Too far to get to both places by any means other than a car and unable to reach my husband for back up, I started to panic. I needed help. Fortunately for me, my brother-in-law and sister-in-law just happened to be on a golf course near my son’s school. They were able to quickly run across and pick him up.  I boarded a bicycle and began a cautious (did I mention I am 9 months pregnant?) 1.5-mile cruise to my other kids’ daycare. (If you have ever missed a daycare pick-up deadline, you’d understand the panic). 

Giving Yourself Grace

In the end, we checked everyone out before Child Protective Services had to be called. But that didn’t stop me from wanting to beat myself up over it. 

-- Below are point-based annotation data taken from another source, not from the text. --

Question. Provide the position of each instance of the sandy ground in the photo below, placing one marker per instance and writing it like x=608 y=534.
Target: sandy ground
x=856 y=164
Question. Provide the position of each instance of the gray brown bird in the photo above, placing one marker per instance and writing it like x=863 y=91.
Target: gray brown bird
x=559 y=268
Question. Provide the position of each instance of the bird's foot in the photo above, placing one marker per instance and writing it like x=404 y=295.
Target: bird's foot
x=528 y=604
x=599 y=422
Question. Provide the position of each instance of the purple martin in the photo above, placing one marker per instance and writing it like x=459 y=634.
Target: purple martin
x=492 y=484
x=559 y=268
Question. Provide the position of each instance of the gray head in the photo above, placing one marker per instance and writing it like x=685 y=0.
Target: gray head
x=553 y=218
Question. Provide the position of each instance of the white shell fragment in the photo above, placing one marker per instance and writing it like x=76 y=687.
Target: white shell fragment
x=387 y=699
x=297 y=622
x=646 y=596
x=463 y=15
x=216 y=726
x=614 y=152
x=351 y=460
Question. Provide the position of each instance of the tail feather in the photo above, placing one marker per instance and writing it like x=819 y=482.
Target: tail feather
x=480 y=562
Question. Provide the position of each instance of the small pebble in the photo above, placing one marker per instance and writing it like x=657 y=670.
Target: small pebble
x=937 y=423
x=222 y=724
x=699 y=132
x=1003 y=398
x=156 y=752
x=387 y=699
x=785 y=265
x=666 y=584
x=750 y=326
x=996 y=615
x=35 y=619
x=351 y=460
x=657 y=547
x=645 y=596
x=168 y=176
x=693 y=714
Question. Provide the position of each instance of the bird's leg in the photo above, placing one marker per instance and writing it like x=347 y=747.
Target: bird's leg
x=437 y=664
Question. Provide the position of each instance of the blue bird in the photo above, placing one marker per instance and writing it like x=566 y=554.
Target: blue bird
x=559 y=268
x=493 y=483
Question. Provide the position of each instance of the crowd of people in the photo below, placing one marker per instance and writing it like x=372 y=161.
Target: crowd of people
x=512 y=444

I had two choices. I could continue to berate myself. Or I could accept the fact that I am eternally grateful to live in close proximity to wonderful family and friends who are willing to bail me out when the world gets the best of me.  After all, my son could have had a regular evening. Instead, he got to enjoy the beautiful weather on the golf course with his cousins. And I squeezed in some much needed exercise.

Life is often reduced to the basics of prayer. Asking for the serenity to accept the things we cannot change, the courage to change the things we can and the wisdom to know the difference.

What have you done lately to cut yourself some slack and accept the help you need?